0

I've been building PHP tools with a MySQL backend. Using multi-curl I can run dozens and sometimes hundreds of each script concurrently on just one old PC (that now run the latest Ubuntu desktop). Each machine and each VM on each machine is capable of running dozens of concurrent instances.

As a result I rapidly run out of MySQL connections. When I upped the number of connections in MySQL I froze the quad-core machine I was using to host the MySQL server. Since then I've moved on to a scheme where I have a DB specific for managing requests of other DBs and using cron jobs that run for hours I maintain a few open connections per machine. At this point I'm still in the light testing phase and I haven't attempted to make hundreds of simultaneous requests to see how the MySQL server handles it.

Instead I've run into another issue that I've tried several solutions for all with approx the same results. The issue is that of duplicate data being entered into the DB because I have concurrent instances of the tool running on different machines. For example, I feed a big chunk of new data into my DB and that data needs to have a few tasks performed on it such as linking an email address to a user profile. I've chosen to have a background cron process handle this a little at a time and each machine does it's share every 5 minutes. Since they all start at the same time they all grab the same email data and filter it using the same logic about which email addresses are higher priority. Then each machine begins to do what needs to be done with the emails it picked. Since they all kick off at the same time they frequently appear to grab the exact same data and attempt to do the same linkings. This causes a primary key exception in the linkage table but not some of the others. So I end up with duplicate data in some tables and occasionally incomplete linkage.

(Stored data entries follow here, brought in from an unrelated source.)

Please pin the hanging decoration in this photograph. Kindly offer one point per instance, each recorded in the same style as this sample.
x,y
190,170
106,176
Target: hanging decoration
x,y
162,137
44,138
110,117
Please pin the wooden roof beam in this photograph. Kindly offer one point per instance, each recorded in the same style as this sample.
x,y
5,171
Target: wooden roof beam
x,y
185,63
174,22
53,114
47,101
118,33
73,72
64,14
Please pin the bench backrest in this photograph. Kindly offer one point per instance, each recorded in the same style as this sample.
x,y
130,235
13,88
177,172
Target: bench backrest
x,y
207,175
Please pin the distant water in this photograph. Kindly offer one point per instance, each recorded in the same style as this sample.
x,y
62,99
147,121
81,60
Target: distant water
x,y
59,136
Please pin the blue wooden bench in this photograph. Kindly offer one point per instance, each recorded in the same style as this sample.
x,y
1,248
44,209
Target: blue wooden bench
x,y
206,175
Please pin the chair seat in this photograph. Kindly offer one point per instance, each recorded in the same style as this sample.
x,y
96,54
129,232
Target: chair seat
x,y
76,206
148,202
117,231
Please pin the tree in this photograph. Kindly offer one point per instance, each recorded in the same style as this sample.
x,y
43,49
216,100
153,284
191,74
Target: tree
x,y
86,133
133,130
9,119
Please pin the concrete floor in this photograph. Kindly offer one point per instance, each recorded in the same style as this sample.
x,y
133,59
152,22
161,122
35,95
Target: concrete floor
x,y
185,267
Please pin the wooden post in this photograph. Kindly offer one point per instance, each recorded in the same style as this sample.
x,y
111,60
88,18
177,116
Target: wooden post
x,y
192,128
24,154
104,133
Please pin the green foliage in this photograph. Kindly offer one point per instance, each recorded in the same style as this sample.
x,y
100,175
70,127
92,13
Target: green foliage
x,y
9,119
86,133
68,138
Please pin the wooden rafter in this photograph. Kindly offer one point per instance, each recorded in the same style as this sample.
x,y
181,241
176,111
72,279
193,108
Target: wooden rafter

I've tried randomizing the SELECT data so the machines are working on different data sets. However, this is of course sub-optimal with respect to what I'd like the tool to accomplish so I need to run the tool more often in order for certain tasks to get completed in the desired time frame. I've tried creating a flag in the DB that designates 1 server is actively using the data so all other servers should wait. This works sometimes but sometimes 2 machines are polling that flag at the same time. Since we are talking multiple machines I don't flock will work. And from what I've read locking the table in the DB may not be a good solution either.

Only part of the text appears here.